Understanding streams
Last updated
Last updated
Proxima uses streams as a core component for streaming applications.
Streams have unique names and are built with generalized schema and distinct ordering so that they can be composed of events from different smart contracts and blockchains.
Streams within Proxima follow the template for naming. When using, searching, and producing streams, their names can be broken down as such:
<owner>.<scopes...>.<stream>.<version>
Example:
proxima.ft.eth-main.new-tokens.1_1
<owner>
is proxima
for our streams.
<scopes...>
is an arbitrary length (possibly empty) .
-separated list of scope names which helps to group related streams together in an alphabetically ordered list.
<version>
helps to update the streams without breaking existing clients. It consists of two numbers — major and minor versions. If only the minor version is increased, the client can consume the new stream with the same code. If the major version is increased, it may require the client to change the way of stream events treatment.
<owner>
, <scopes>
and <stream>
consist of lowercase letters, digits and “-
" symbol.
Consuming streams with Proxima is simple, but it is helpful to understand some of the core components of streams and events. To fully understand the client design, you should first learn some facts about the event streams.
First, the streams are immutable (append-only). That means that after the event is produced to the stream, it can never be removed from it, even if no one has consumed it yet. But the sources of most of our streams are blockchains, which are not immutable.
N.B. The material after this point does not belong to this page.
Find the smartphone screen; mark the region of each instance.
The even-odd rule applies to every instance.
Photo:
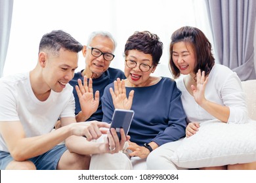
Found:
[[[133,110],[118,109],[114,111],[111,127],[116,129],[119,139],[121,139],[120,129],[123,128],[125,135],[127,135],[133,120],[134,111]]]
After publishing events coming from some blocks "X" and "Y," those blocks could be "forked", rewriting history with blocks "B", "C" and "D" instead. As we can't remove published events from the stream, we publish "undo" events ("-Y" and "-X" on the illustration) which logically cancel the effect of previous events. Each "undo" event corresponds to the last uncancelled event in the stream, has the same payload, and has undo
property set to true
.
Offset is some unique pointer to the place in event history. The offset actually points not to the event but to the state between the events. For example, an ordinary event followed by the "undo" event always leads you back to the same offset.
Every stream has an initial offset Offset.zero
.
We call a height of an offset the number of events directly preceding it, skipping any forks. Hence every regular event increases height by one, and every "undo" event decreases it by one.
Each event has a timestamp which is the time when the event actually happened in the world. For example, when the block was mined in a blockchain. It may differ from the time when that event got produced to the stream. The timestamp of an offset is the timestamp of the event preceding it.
Aside from epoch time in milliseconds, a timestamp may contain additional parts
which help to strictly order the events with equal time. For example, the parts
list may contain the index of the transaction inside a block and the index of emitted log inside that transaction.
When you try to read stream events starting from a given offset, most client methods will require specifying a direction of reading which can be either next
or last
. It controls the direction of consumption.
The next
mode starts reading events that happened after the given offset in the order they were produced. Note that as the offset points between the events, the first produced event in this mode may have a timestamp greater than the timestamp of the given offset.
The last
mode starts reading events backward from the given offset. In this mode, the first produced event will have a timestamp equal to the timestamp of the given offset.
Instead of having a single backend service, the client actually communicates to multiple services:
Stream registry, which stores the streams' metadata and endpoints of StreamDBs for a given stream.
StreamDB instances that store stream events.
To access them, there are two client classes:
StreamRegistryClient
which only accesses the stream registry and can fetch metadata.
ProximaStreamClient
which makes requests to both the stream registry and StreamDBs. It fetches a list of StreamDB endpoints from the registry and uses it to automatically connect to the correct instances and switch between them when necessary.